"He did," said Jack Jepson. "I'll tell you the whole story." And he did. Briefly it was this:

On his first trip to the schooner, Jack had recognized Brisco as an unscrupulous man who had been engaged in several shady ship transactions. But Brisco denied his identity, and Jack pretended to have been mistaken, in order to throw him off his guard. Brisco was also, Jack said, one of the mutineers of the Halcyon, but the plotter denied this, and Jack admitted he may have been mistaken.

Then came the advent of Hen Lacomb, whom Jepson recognized as a fellow plotter with Brisco.
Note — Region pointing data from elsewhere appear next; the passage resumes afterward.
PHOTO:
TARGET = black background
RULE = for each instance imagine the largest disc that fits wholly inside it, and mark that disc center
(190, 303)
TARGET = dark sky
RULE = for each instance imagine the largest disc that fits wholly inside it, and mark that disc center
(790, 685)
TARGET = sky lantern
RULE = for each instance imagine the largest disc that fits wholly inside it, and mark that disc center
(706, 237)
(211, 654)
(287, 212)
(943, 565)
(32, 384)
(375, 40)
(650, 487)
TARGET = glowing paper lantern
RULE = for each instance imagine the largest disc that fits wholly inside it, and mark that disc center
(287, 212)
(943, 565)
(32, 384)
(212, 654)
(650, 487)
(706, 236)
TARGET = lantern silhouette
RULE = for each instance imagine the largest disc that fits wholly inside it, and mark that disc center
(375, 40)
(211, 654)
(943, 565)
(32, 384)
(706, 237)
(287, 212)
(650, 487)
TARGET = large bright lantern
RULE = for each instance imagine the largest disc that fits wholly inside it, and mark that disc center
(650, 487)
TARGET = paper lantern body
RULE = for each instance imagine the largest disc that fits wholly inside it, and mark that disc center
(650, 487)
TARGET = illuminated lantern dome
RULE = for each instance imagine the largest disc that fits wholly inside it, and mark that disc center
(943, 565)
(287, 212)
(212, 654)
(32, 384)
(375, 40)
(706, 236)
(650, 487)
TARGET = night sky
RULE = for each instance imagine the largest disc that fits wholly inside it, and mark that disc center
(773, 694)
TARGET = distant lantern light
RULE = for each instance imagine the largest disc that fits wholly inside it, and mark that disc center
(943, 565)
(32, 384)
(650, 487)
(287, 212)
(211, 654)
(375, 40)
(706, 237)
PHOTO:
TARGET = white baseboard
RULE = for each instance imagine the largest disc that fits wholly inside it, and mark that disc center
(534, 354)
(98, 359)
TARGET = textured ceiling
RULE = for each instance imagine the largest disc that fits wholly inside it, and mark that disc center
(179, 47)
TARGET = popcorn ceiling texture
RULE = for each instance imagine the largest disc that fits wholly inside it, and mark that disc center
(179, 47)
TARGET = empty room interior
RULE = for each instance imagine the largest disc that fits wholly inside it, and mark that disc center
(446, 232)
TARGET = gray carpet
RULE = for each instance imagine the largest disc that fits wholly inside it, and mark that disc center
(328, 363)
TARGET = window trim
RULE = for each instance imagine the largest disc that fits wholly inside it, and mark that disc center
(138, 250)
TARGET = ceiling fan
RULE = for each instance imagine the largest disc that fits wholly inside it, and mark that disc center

The evil men knew him, too, after a bit, but they counted on the charge of mutiny hanging over him to make him keep quiet, and not reveal their plot.

Brisco and Lacomb plotted to get the schooner for themselves. They were not really going to endanger the lives of the passengers or crew, but their game was to only pretend to sink the ship, and to raise such an alarm that she would be hastily abandoned. Then they would come back to her later, salvage her, and use her for their own ends.

Jack Jepson had overheard this plot, and, as he had said, found the incriminating document signed by Lacomb. This was hidden in a secret compartment in what had formerly been his bunk, when the schooner was the Halcyon.

When Brisco and Lacomb discovered that Jepson knew their secret, they tried to get rid of him, by a seeming accident. But Fate interfered with their plans, and the storm made a big change. Then came the deposing of Captain Brisco, and the rest of the story is known to my readers.

"Well, Jack Jepson—or, Captain Jepson, though you haven't now command of any ship," said Mr. Pertell, "we owe much to you."

"It's nothin' at all," Jack said, modestly enough. "When I saw this steamer, though, I thought it was that Britisher coming back for me."

"It's a shame that the charge of mutiny should hang over you!" exclaimed Alice. "I think it should be wiped out."

"I wish it could be," Jack said with a sigh.